The problem continued to grow, however. On June 30, the satirical weekly Le Canard Enchaîné reported that Liliane Bettencourt had received a $38 million tax rebate from the French Treasury in March 2008. The news of the refund, though legal, was a major embarrassment for the Sarkozy government, since it underscored, at a time of widespread economic hardship, the cozy relationship between the power elites and the moneyed class. “The big picture behind this story,” Edwy Plenel, director of the influential Mediapart, tells me, “is the mixture of politics and money—the collusion between the summit of political power and one of the great fortunes of France. The notion of conflict of interest exists only in name here—it hasn’t passed into fact.”
The Accountant’s Account
Sarkozy’s fascination with wealth was underscored on the night of his election, May 6, 2007, when he celebrated his victory with a private dinner at the glitzy Fouquet’s restaurant in the company of rich friends and stars, including the venerable rocker Johnny Hallyday. This high-profile partying just when he had taken over the helm of the Fifth Republic played badly in public opinion and set the tone for his presidency. Sarkozy’s penchant for Rolex watches and Italian designer suits—not to mention his stormy divorce and subsequent marriage to wealthy singer-model Carla Bruni—sealed his image as the “bling-bling” president.Therefore, what was soon being referred to by the Socialist opposition as the Bettencourt-Woerth affair seemed almost a natural consequence of this unholy alliance between power and money. What’s more, the butler’s secret recordings suggested for the first time that the alliance might have a criminal aspect to it. Those vague suspicions became explicit with the emergence of Claire Thibout as a star witness.

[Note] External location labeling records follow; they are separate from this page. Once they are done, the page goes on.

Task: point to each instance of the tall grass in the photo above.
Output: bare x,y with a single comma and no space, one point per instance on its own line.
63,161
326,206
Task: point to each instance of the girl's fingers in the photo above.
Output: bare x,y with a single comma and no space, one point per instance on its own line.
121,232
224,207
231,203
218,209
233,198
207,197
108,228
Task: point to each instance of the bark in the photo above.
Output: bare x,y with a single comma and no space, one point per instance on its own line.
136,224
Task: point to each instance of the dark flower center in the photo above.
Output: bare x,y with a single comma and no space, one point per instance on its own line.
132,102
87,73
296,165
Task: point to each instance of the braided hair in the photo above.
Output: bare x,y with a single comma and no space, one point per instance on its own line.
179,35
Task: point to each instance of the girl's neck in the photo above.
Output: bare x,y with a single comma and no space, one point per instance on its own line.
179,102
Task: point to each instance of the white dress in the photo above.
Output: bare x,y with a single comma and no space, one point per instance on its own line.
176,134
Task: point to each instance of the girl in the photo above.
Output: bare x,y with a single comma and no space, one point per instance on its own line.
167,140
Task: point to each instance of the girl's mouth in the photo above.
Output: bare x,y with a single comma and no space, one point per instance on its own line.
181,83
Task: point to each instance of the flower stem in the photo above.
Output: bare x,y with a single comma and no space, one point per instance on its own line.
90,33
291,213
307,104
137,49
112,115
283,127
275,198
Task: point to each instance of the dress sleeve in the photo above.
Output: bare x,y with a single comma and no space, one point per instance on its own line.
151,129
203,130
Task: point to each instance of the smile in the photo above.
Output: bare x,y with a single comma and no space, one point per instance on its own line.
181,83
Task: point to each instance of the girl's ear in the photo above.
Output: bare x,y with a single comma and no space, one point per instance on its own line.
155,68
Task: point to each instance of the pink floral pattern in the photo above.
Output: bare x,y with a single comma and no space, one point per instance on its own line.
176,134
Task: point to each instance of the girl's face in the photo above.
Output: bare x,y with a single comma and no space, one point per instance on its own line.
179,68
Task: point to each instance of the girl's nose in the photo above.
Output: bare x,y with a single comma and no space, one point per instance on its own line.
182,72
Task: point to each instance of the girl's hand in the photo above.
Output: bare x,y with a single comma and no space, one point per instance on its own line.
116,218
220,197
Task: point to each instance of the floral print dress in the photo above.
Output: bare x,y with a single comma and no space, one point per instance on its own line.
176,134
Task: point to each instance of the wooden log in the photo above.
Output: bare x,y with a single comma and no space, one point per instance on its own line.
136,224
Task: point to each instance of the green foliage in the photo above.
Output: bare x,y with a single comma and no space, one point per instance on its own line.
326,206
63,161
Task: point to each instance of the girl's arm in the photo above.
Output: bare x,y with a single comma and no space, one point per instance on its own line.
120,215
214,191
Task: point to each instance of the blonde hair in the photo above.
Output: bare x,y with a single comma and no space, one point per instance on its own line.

Thibout, 53, had worked since 1995 as an accountant for Mme. Bettencourt and her late husband, André Bettencourt, who died in November 2007. She was part of an upstairs-downstairs conflict that had been simmering in the family’s mansion in the Paris suburb of Neuilly-sur-Seine even before the Bettencourts’ daughter, Françoise Bettencourt Meyers, first launched her suit. Several members of the household staff, including Thibout, had become troubled by what they considered Banier’s predatory behavior and expressed their concerns to Bettencourt Meyers, later repeating them to police investigators. As a result, they had been considered untrustworthy by Mme. Bettencourt and fired from their jobs.
As the Bettencourt-Woerth scandal was heating up, the ex-accountant granted an incendiary interview to Mediapart, which was posted on July 7. Among other things, she claimed that Woerth had been given $195,000 in cash by Patrice de Maistre to help fund Sarkozy’s 2007 presidential campaign. Thibout was also quoted as saying that Sarkozy himself, while serving as mayor of Neuilly from 1983 to 2002, had been a regular at the Bettencourt villa and had “received his envelope” as well.
Thibout’s claims were potentially devastating to Sarkozy’s government: if proven, they would expose the president and his most valued minister to charges of influence peddling and receiving illegal campaign funds. (Political donations in France may not exceed $9,700.) The media promptly started speculating about a “French Watergate,” and the similarities between the two scandals were striking. In both cases, an aggressive investigative press linked the presidency to suspected crimes, officials were jettisoned, and the credibility of key witnesses was attacked in order to protect the embattled president.